Enable models to emit lambda functions. #5026

geektoni · 2020-05-12T09:42:09Z

We might want to emit some information from a given model which may be costly to compute and it could slow down the training ( see #4655 for an example of such scenario ). This is important because those kinds of information would be computed even if the user wants to observe different parameters.

The solution here would be to emit lambdas instead, which can then be executed to obtain the real value. I think there are two possible ways to proceed:

The object emits a lambda, which is then executed by the ParameterObserver (if the user wants to observe that particular parameter). The result of the lambda is then stored and shown to the user. In such a case, the end-user will not manage directly the emitted lambdas and it will see only the final result. We might experience anyway reduced training speed in this scenario since the observer will need to execute the lambda anyway;
The object emits a lambda, which is stored as a normal observation by the ParameterObserver. The end-user will need to execute this lambda in order to retrieve its value. In such a case, the end-user will be aware of the existence of these lambdas. Basically, besides emitting scalars/vectors/matrices, we introduce also the possibility of emitting functions.

@karlnapf @gf712 what do you think is the best way to implement this?

The text was updated successfully, but these errors were encountered:

gf712 · 2020-05-12T11:35:47Z

You mean this would be like a promise that can the be computed asynchronously? Could you give an example of a lambda you would want to pass please? From the example you give would it be something like:

observe(i, "oob_error", "Out-of-bag Error", [=](){return get_oob_error()};

And then you tell the observer whether to compute it?
The problem if you store all these lambdas is that you are storing a copy of the object each time. Also if you mean passing a lambda as an end user if you are using a target interface you won't have access to this feature (I doubt SWIG can handle this, but I think something like binder can)

geektoni · 2020-05-12T14:54:51Z

@gf712 yes, the example you wrote is exactly what I had in mind :) Then if the user wants to observe the parameter oob_error, once the observer captures the lambda, the observer will execute it and it will show to the final user just the result (not the lambda itself). All of this I think will be done asynchronously thanks to RxCpp.

I guess the second solution would be harder to implement because of the interfaces (SWIG support for lambdas seems quite limited at the moment http://www.swig.org/Doc4.0/SWIGDocumentation.html#CPlusPlus11_lambda_functions_and_expressions)

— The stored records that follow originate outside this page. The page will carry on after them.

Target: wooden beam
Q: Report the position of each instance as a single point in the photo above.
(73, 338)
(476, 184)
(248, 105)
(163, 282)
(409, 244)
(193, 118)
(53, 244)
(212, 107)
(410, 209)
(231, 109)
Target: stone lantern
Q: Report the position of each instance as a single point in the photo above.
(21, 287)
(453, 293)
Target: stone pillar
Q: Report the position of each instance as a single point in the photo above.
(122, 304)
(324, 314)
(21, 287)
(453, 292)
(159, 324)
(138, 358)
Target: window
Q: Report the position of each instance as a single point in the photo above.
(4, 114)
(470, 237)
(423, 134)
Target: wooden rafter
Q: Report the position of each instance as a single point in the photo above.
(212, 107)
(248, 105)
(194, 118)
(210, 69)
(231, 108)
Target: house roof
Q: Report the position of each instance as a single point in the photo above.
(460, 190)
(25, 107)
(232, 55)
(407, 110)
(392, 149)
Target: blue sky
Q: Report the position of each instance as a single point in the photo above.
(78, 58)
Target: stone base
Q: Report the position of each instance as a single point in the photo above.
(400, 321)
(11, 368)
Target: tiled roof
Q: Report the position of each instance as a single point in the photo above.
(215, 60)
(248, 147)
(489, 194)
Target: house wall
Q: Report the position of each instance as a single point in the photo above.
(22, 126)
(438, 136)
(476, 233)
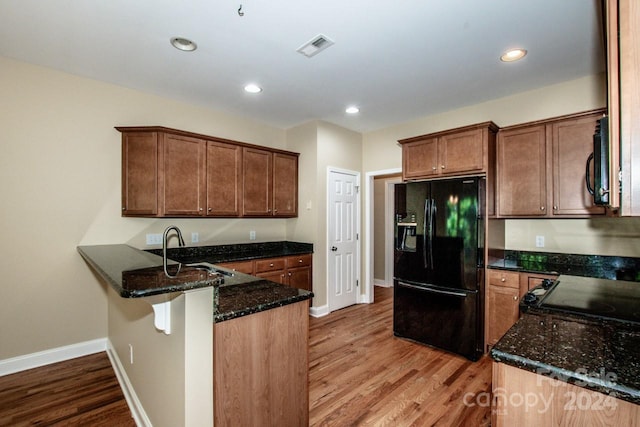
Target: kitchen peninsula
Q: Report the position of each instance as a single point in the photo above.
(210, 322)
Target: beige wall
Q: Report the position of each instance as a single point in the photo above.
(327, 146)
(60, 175)
(598, 236)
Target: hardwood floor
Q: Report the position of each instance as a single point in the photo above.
(76, 392)
(360, 375)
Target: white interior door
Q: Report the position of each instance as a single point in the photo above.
(343, 259)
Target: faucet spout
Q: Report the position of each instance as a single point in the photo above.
(164, 249)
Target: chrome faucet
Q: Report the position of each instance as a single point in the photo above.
(164, 249)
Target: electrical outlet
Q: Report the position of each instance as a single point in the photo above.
(154, 239)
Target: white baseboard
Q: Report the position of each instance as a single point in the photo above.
(137, 411)
(323, 310)
(382, 283)
(54, 355)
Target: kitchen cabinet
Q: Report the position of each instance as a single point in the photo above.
(466, 150)
(504, 291)
(541, 168)
(140, 173)
(261, 367)
(293, 270)
(285, 185)
(173, 173)
(502, 304)
(183, 187)
(224, 179)
(270, 183)
(623, 79)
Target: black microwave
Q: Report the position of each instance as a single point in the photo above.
(600, 157)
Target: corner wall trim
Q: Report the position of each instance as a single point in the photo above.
(323, 310)
(54, 355)
(137, 411)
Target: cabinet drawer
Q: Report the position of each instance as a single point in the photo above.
(504, 279)
(269, 264)
(245, 267)
(299, 261)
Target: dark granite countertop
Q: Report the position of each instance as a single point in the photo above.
(238, 252)
(134, 273)
(601, 355)
(600, 266)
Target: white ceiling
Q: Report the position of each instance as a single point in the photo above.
(398, 60)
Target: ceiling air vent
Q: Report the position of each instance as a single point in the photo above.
(315, 45)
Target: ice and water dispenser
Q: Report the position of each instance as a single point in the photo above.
(406, 232)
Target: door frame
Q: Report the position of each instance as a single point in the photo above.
(367, 297)
(356, 174)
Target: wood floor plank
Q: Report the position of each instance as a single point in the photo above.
(361, 375)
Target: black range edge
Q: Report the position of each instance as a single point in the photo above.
(597, 354)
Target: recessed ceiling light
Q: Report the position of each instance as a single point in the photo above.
(513, 55)
(252, 88)
(183, 44)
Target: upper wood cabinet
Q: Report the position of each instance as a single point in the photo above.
(172, 173)
(623, 75)
(270, 183)
(460, 151)
(541, 168)
(285, 185)
(183, 175)
(224, 179)
(140, 173)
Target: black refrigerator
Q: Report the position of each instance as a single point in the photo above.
(439, 264)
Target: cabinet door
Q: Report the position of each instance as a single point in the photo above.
(522, 188)
(420, 159)
(224, 179)
(503, 311)
(140, 173)
(572, 142)
(461, 152)
(256, 182)
(184, 176)
(285, 185)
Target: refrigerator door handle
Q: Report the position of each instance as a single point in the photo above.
(432, 229)
(425, 225)
(433, 290)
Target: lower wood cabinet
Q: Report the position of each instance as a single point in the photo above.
(261, 368)
(293, 270)
(504, 291)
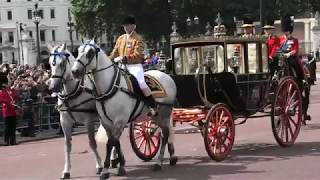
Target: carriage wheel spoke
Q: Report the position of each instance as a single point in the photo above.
(140, 143)
(286, 132)
(138, 137)
(149, 146)
(293, 122)
(138, 128)
(290, 130)
(152, 142)
(220, 118)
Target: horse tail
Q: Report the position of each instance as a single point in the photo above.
(101, 136)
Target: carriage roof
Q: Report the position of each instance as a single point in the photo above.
(206, 40)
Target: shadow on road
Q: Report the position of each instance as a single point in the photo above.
(253, 153)
(202, 167)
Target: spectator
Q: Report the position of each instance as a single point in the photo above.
(8, 99)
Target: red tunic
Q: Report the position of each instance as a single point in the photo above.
(8, 108)
(273, 43)
(292, 45)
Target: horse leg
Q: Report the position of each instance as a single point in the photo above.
(117, 146)
(165, 135)
(105, 174)
(67, 130)
(173, 158)
(93, 145)
(114, 158)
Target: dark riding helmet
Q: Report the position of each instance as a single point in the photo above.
(129, 20)
(287, 23)
(269, 24)
(247, 21)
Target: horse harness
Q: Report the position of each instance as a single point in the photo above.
(66, 98)
(115, 85)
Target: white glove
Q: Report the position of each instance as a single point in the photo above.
(117, 59)
(287, 55)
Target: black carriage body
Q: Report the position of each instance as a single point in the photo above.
(242, 84)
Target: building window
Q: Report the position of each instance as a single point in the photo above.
(9, 15)
(11, 38)
(42, 35)
(41, 13)
(52, 14)
(29, 14)
(53, 33)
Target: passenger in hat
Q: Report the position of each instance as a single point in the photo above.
(129, 50)
(248, 26)
(273, 43)
(289, 45)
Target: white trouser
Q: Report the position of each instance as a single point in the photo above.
(137, 71)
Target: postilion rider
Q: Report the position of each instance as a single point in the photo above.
(273, 43)
(129, 50)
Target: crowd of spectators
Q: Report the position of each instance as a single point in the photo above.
(29, 81)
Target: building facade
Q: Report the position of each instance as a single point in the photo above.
(18, 29)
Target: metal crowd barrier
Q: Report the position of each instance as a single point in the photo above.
(45, 117)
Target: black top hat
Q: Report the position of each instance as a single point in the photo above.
(247, 21)
(129, 20)
(287, 23)
(269, 24)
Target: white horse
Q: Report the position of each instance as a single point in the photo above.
(116, 106)
(75, 103)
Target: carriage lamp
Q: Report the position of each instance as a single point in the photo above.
(210, 61)
(235, 61)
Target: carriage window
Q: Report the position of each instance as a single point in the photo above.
(214, 57)
(235, 58)
(186, 60)
(253, 59)
(264, 51)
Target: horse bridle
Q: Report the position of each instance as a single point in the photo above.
(90, 59)
(66, 55)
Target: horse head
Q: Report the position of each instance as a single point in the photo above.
(86, 60)
(60, 64)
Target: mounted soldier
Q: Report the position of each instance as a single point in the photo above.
(248, 26)
(289, 45)
(273, 43)
(129, 50)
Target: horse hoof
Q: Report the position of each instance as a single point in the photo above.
(99, 170)
(173, 160)
(121, 171)
(65, 176)
(114, 163)
(156, 167)
(104, 176)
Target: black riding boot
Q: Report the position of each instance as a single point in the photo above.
(152, 105)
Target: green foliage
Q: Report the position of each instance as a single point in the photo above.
(154, 17)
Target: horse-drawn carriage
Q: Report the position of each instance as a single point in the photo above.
(221, 81)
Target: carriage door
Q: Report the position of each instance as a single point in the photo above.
(258, 76)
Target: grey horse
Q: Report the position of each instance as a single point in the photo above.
(75, 103)
(116, 107)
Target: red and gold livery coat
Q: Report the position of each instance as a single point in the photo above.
(131, 48)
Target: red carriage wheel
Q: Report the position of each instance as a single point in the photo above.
(219, 132)
(286, 113)
(145, 139)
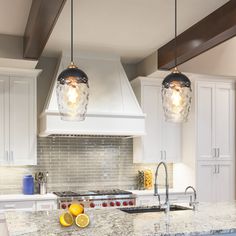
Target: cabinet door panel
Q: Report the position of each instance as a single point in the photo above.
(4, 119)
(205, 182)
(205, 120)
(171, 141)
(22, 121)
(224, 121)
(152, 108)
(225, 182)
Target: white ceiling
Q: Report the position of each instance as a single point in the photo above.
(13, 16)
(130, 28)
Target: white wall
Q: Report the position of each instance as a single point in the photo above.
(220, 60)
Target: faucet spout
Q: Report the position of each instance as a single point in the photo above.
(166, 183)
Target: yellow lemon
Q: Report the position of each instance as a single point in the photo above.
(82, 220)
(66, 219)
(76, 209)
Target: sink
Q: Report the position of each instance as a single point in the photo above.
(134, 210)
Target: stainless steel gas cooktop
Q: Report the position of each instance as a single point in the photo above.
(97, 198)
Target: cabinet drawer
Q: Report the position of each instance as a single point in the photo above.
(17, 205)
(46, 205)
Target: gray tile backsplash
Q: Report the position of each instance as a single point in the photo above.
(81, 163)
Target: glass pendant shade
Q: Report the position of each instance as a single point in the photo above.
(176, 97)
(72, 94)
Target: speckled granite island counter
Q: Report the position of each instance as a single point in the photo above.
(208, 219)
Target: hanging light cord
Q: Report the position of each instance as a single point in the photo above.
(71, 38)
(175, 33)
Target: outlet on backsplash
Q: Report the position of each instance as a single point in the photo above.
(80, 164)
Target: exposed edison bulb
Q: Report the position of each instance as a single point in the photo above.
(176, 98)
(72, 95)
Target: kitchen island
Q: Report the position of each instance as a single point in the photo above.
(209, 219)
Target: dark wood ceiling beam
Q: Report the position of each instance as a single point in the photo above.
(41, 21)
(214, 29)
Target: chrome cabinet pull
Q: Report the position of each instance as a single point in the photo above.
(214, 152)
(7, 157)
(11, 156)
(214, 169)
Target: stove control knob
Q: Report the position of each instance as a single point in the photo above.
(131, 203)
(63, 206)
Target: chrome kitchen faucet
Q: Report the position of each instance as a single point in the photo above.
(166, 205)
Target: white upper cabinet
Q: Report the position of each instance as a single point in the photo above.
(162, 141)
(215, 117)
(4, 119)
(18, 141)
(22, 121)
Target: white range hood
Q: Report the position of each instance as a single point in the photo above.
(112, 109)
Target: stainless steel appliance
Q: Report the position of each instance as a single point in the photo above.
(97, 198)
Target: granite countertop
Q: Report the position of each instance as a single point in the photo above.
(208, 219)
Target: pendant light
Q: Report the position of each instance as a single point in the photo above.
(72, 89)
(176, 91)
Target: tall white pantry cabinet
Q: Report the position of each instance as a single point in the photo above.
(209, 137)
(18, 118)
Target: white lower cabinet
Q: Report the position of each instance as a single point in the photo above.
(3, 228)
(215, 181)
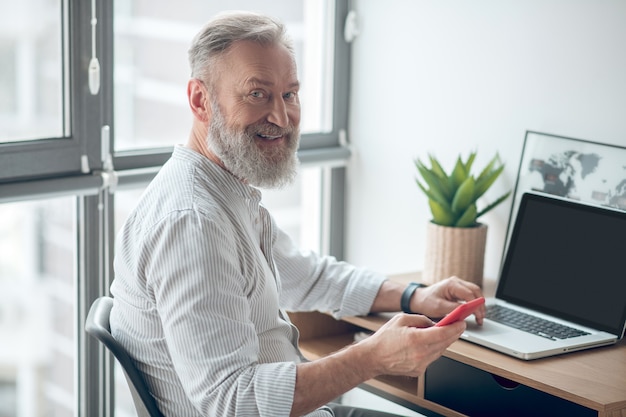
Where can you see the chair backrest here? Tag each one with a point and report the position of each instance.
(97, 325)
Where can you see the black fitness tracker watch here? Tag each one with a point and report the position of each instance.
(405, 301)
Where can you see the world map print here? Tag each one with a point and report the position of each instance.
(577, 170)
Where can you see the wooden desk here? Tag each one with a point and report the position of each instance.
(592, 382)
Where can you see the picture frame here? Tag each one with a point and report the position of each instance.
(577, 169)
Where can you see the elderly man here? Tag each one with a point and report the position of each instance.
(203, 275)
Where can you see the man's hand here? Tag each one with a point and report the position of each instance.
(441, 298)
(408, 343)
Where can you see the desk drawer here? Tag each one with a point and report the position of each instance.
(474, 392)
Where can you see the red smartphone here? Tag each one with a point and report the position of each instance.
(461, 312)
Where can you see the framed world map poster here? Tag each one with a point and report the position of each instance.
(575, 169)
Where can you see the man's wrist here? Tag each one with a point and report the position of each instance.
(407, 294)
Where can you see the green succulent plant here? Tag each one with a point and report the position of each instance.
(452, 198)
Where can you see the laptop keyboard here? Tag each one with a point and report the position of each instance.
(531, 324)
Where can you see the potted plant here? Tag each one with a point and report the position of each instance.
(455, 239)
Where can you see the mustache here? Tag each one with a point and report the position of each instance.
(270, 129)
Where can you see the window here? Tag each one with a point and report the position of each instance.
(74, 161)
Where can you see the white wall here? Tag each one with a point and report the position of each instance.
(451, 76)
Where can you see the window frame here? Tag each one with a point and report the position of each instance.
(73, 165)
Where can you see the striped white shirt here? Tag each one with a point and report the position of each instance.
(202, 278)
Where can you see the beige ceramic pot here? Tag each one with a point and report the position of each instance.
(458, 251)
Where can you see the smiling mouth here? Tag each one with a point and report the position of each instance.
(269, 137)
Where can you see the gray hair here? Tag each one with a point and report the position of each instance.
(217, 36)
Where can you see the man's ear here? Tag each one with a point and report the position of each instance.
(198, 97)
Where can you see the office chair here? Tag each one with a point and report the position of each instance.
(97, 325)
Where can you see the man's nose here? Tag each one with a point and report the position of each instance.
(278, 113)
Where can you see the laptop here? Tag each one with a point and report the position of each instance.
(565, 264)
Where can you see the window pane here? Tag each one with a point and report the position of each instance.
(37, 308)
(151, 69)
(31, 72)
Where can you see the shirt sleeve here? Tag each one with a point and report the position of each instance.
(206, 320)
(312, 282)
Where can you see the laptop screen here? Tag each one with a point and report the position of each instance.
(568, 259)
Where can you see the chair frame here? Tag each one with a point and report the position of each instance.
(97, 325)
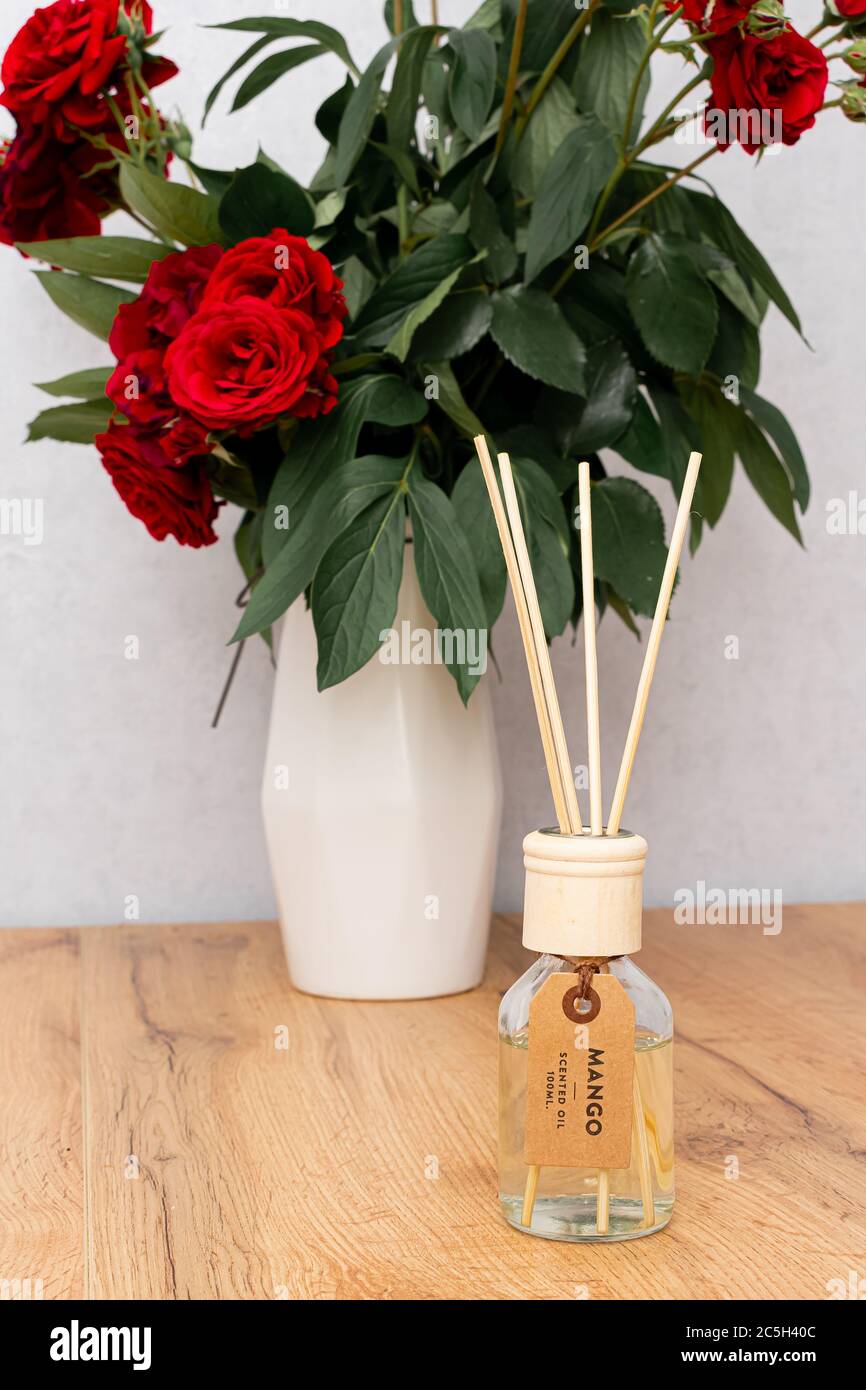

karlnapf · 2020-05-12T15:10:51Z

We wouldnt want to store the lambda. The class just offers the lambda to the observer, which can decide to call it (and store the information), or not. It shouldnt be valid after the call is over

karlnapf · 2020-05-12T15:11:30Z

The use case is that a user has applied a filter to the observer to choose what to store....in that case we dont always want to compute the oob error here

gf712 · 2020-05-12T15:16:37Z

We wouldnt want to store the lambda. The class just offers the lambda to the observer, which can decide to call it (and store the information), or not. It shouldnt be valid after the call is over

so the observe function becomes a blocking call right? Because now there is a synchronisation issue, the main routine either copies the data and lets the observer do what it wants with it (for example call it in a seperate thread), or awaits for the observer to do something (and in this case training is stopped until it is computed)

The use case is that a user has applied a filter to the observer to choose what to store....in that case we dont always want to compute the oob error here

So the user passes a string? Or is this with the AnyParameter flags?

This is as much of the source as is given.